How to Make a Cheap, Easy and Tasty Vinaigrette With Oil and Vinegar

A vinaigrette has two main components, oil and an acid — usually vinegar or lemon juice. Typically there are other players: mustard, a sweetener of some kind, probably some herbs and seasonings. But the oil and acid are non-negotiable. Since these two ingredients are so important, you might think the oil need be extra virgin olive, and the acid an aged, expensive vinegar. But you’d would be wrong. You can make an amazing vinaigrette with cheap vegetable oil and aggressive white vinegar.

On their own, neither ingredient tastes like much. Vegetable oil provides little but body, while white vinegar tastes of nothing but acetic acid. Both are utilitarian, but that’s ok. Making a delicious vinaigrette with these two humble pantry staples is easy — you just have to increase the amount of other stuff in your recipe.
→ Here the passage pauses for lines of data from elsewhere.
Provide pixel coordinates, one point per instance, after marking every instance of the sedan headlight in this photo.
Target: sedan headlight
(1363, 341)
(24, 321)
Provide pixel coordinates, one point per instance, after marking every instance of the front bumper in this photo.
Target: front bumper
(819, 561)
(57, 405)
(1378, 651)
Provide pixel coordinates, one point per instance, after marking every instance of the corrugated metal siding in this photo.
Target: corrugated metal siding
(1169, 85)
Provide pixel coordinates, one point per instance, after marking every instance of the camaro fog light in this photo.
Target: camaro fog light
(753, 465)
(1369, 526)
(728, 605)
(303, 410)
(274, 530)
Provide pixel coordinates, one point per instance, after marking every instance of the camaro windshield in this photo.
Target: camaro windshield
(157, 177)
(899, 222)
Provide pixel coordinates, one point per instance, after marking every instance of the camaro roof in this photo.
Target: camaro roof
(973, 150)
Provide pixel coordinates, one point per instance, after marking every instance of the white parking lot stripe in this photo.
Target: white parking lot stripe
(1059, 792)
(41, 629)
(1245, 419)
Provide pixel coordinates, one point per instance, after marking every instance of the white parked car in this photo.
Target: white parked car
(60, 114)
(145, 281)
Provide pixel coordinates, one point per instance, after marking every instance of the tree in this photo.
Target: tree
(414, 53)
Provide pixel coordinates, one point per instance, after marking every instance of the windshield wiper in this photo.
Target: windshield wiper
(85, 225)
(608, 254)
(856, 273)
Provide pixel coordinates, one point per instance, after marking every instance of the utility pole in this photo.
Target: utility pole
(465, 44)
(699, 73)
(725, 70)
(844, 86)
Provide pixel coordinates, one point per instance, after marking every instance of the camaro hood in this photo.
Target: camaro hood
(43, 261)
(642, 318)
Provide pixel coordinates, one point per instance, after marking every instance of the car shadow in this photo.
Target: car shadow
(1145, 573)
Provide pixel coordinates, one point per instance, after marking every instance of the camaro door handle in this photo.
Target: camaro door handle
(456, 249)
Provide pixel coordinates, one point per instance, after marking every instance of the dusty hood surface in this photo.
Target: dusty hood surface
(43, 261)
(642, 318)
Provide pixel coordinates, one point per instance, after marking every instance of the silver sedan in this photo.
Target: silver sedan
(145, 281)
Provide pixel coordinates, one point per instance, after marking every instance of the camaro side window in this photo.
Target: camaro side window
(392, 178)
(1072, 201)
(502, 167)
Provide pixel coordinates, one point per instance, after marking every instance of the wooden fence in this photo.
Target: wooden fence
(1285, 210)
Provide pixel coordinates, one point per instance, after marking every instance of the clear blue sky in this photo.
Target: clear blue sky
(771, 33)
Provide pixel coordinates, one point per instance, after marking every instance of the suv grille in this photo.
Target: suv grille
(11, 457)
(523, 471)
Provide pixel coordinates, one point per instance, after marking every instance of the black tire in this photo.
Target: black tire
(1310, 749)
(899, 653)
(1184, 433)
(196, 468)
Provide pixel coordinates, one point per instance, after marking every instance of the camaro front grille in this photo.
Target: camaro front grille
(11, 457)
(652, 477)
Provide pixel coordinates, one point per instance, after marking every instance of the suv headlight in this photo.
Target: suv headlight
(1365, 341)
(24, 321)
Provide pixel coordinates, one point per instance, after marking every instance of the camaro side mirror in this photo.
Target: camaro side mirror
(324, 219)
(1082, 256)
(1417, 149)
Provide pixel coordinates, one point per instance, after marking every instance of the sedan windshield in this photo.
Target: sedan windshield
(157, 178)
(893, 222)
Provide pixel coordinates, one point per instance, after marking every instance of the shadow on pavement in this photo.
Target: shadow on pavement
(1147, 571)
My standard vinaigrette template calls for a ratio of 4 parts oil, 4 parts acid, 1 part mustard, and 1 part liquid sweetener, with herbs and other seasonings added to taste. It works well if you’re using flavorful oil and vinegar, but will read as overly tart and one-dimensional with the two cheapies. To compensate, decrease the oil and acid to 2 parts each, and choose a mustard and sweetener with a distinct flavour. By pairing flavorful a mustard and sweetener with utilitarian oil and the plainest vinegar, the mustard and sweetener are able to shine, resulting in a cleaner flavour profile. (If you want more dimension, add some herbs or spices.)

And “distinct flavour” doesn’t have to mean “expensive.” Honey is distinct and cheap, as is maple syrup, as is a syrup made with wine, or orange peels, or brown sugar. Just avoid a simple syrup made with table sugar, as it doesn’t bring much flavour other than sweetness.

Similarly, the mustard need not be pricey. Your favourite dijon will work just fine, as will anything stone-ground. Both of these mustards not only come packed with flavour, they come packed with mucilage, which sounds disgusting but is the thing that keeps your dressing from separating.

Finally, though whisking has a certain romantic charm, I highly recommend you emulsify your dressing by shaking it in a jar. Doing so works way better than any whisk or “emulsifying bottle” I’ve ever encountered, and you get a nice arm workout in the process.

Simple, Cheap Honey Dijon Vinaigrette


  • 2 tablespoons vegetable oil
  • 2 tablespoons white vinegar
  • 1 tablespoon honey
  • 1 tablespoon dijon mustard
  • 1 pinch of salt

Add everything to a jar, close the jar, and shake to emulsify. That’s it. You’re done. Go eat a salad.